Амадис тяжело вздохнул и поставил свой бокал на стол.

— Всему виной мои комплексы и страстное желание избавиться от них. Я хотел доказать себе и другим, что могу с толком распорядиться властью… но доказал обратное. Да и отец был хорош. Он так унизил меня, что я просто не мог стерпеть. Мне казалось, что все тычут в меня пальцами, исподтишка смеются надо мной…

— И ты решил проучить их?

— В первую очередь отца. Да простит меня Митра, наш отец был воистину великим человеком, но он был и на редкость бессердечным человеком. Почему он не поговорил со мной и не дал мне понять, что не хочет видеть меня своим преемником? Я бы сам отрёкся от титула наследного принца, без малейшего нажима с его стороны.

— Ты мог бы сделать это по собственной инициативе.

— Мог, но не сделал. Боялся упрёков отца, не хотел лишний раз услышать, что не оправдал его надежд. Я даже не подозревал о его истинных намерениях… И потом, меня возмутил цинизм, с которым он использовал твоё имя, чтобы устранить меня с пути Брендона. Это было подло и безнравственно.

— И ты ответил той же монетой, — прокомментировал я. — Подлостью на подлость, безнравственностью на безнравственность.

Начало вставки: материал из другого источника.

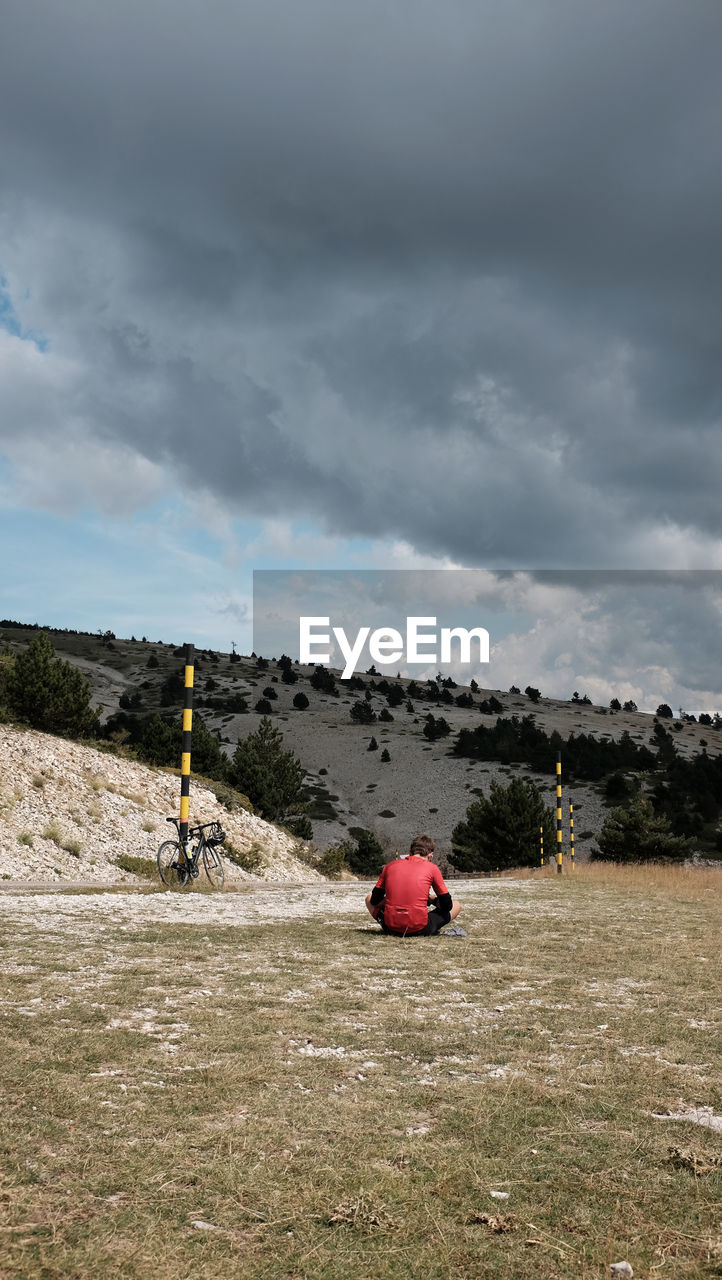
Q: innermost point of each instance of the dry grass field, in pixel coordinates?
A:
(191, 1092)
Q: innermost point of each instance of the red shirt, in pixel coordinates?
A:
(406, 885)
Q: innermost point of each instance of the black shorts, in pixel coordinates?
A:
(438, 920)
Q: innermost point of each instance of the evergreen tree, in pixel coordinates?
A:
(270, 777)
(362, 713)
(636, 835)
(50, 694)
(502, 830)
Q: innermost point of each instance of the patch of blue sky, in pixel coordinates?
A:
(9, 320)
(129, 577)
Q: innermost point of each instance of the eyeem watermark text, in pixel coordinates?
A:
(387, 645)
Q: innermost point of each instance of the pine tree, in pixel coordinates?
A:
(270, 777)
(50, 694)
(635, 835)
(502, 830)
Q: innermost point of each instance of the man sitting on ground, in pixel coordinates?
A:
(400, 901)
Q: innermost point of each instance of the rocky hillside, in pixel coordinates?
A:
(421, 786)
(69, 812)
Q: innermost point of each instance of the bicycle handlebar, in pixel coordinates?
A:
(193, 831)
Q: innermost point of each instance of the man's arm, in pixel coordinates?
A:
(443, 901)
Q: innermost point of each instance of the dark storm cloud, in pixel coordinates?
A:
(442, 273)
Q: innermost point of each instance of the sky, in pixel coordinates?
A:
(332, 286)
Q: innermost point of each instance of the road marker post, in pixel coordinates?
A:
(558, 813)
(186, 745)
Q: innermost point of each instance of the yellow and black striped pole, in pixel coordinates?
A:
(186, 746)
(560, 813)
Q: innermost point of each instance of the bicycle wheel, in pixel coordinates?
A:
(170, 865)
(213, 864)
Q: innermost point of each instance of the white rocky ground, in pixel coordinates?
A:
(56, 794)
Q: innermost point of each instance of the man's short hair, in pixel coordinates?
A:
(421, 845)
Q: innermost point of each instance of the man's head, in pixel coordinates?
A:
(423, 846)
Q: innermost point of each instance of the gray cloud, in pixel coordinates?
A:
(443, 274)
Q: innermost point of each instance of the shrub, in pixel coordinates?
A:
(248, 859)
(270, 777)
(502, 830)
(435, 727)
(49, 694)
(362, 713)
(324, 681)
(636, 835)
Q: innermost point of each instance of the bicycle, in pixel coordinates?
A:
(178, 864)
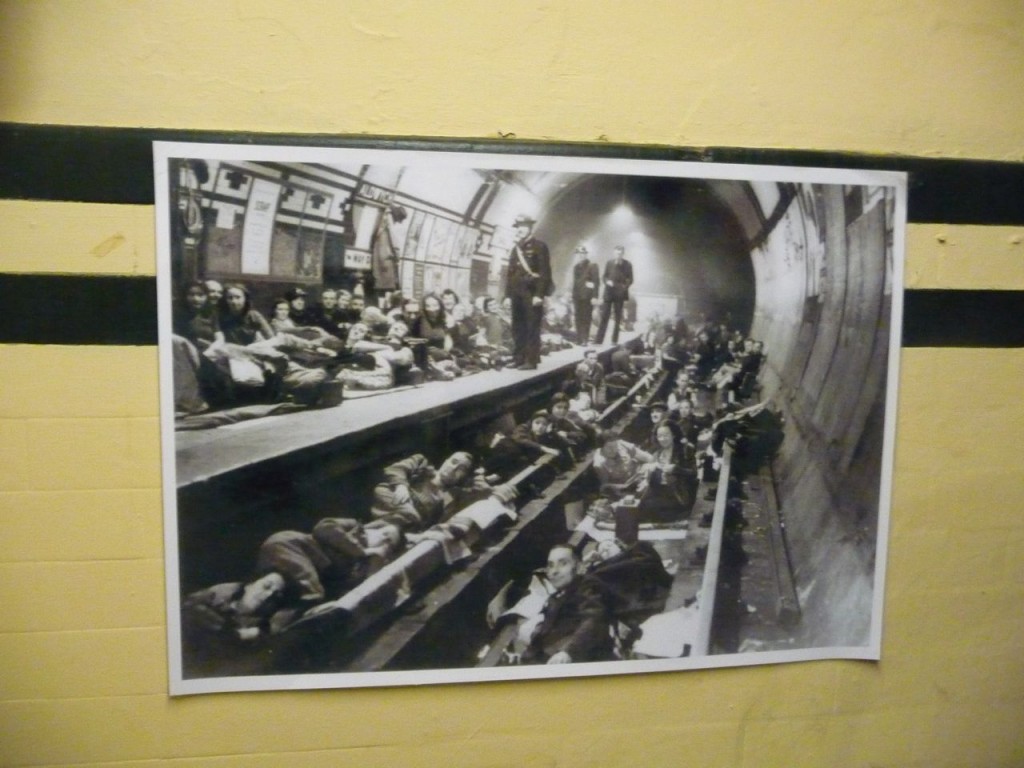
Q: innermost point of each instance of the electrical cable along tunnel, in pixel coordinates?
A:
(806, 268)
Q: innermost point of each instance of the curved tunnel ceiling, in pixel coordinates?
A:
(686, 238)
(690, 239)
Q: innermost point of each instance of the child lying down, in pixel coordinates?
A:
(294, 570)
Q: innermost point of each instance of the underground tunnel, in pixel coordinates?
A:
(805, 265)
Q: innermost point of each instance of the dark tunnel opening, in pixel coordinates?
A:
(682, 240)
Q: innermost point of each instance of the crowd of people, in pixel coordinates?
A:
(589, 597)
(228, 353)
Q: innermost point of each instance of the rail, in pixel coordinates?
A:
(709, 585)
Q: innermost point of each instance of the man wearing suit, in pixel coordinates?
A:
(586, 285)
(527, 286)
(617, 279)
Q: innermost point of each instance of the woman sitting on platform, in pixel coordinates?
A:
(669, 482)
(416, 496)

От обиды и унижения ты расколол нашу семью на два враждующих лагеря. Твоими стараниями Брендон и Бренда едва не превратились в отверженных из-за тех нелепых сплетен о них…

Тут Амадис коротко хохотнул:

— Ну, уж нет! Этого ты мне не пришьёшь. Никакой нужды порочить доброе имя близняшек не было. Они сами с пятнадцати лет старались вовсю, дискредитируя себя. Я не знаю, спали они друг с дружкой или только пробовали, но они так остро реагировали на самые невинные шутки в адрес их тесной дружбы, с таким негодованием отвергали любые намёки, так пылко и с таким жаром убеждали всех и каждого, что между ними ничего нет и быть не может… Впрочем, я не оправдываюсь. За время твоего отсутствия я наломал столько дров, что сейчас вот-вот вспыхнет пожар. И кровь, которая прольётся, будет на моей совести. А бедная глупышка Рахиль сейчас отчитывается перед своим Адонаем за то дурацкое упрямство, которое, в конечном итоге, привело к её смерти. Будь она менее амбициозной, менее честолюбивой и тщеславной… Да что и говорить! Всё равно прошлого не вернёшь и допущенных ошибок не исправишь.

— Как давно ты начал подумывать о том, чтобы уступить Брендону корону?

— Фактически с первого дня царствования. Как только я приступил к управлению государством, так сразу же понял, что ни черта у меня не получится.

— И всё-таки продолжал править. Почему?

— Если откровенно, то поначалу мне недоставало мужества открыто признать своё поражение. Порой очень трудно отличить гордость от гордыни, особенно когда твои оппоненты настроены крайне агрессивно и непримиримо. А потом появилась Рахиль, дела в Доме пошли на лад… гм, более или менее. Во всяком случае, сторонники Брендона перестали талдычить, что Дом разваливается прямо на глазах и предрекать моё скорое падение. Я обрёл твёрдую почву под ногами и уже мог разговаривать с оппозицией на равных, предлагать компромисс, а не сдаваться на милость победителей. Но тут… — он умолк в задумчивости.

— Но тут заупрямилась Рахиль, — подхватил я.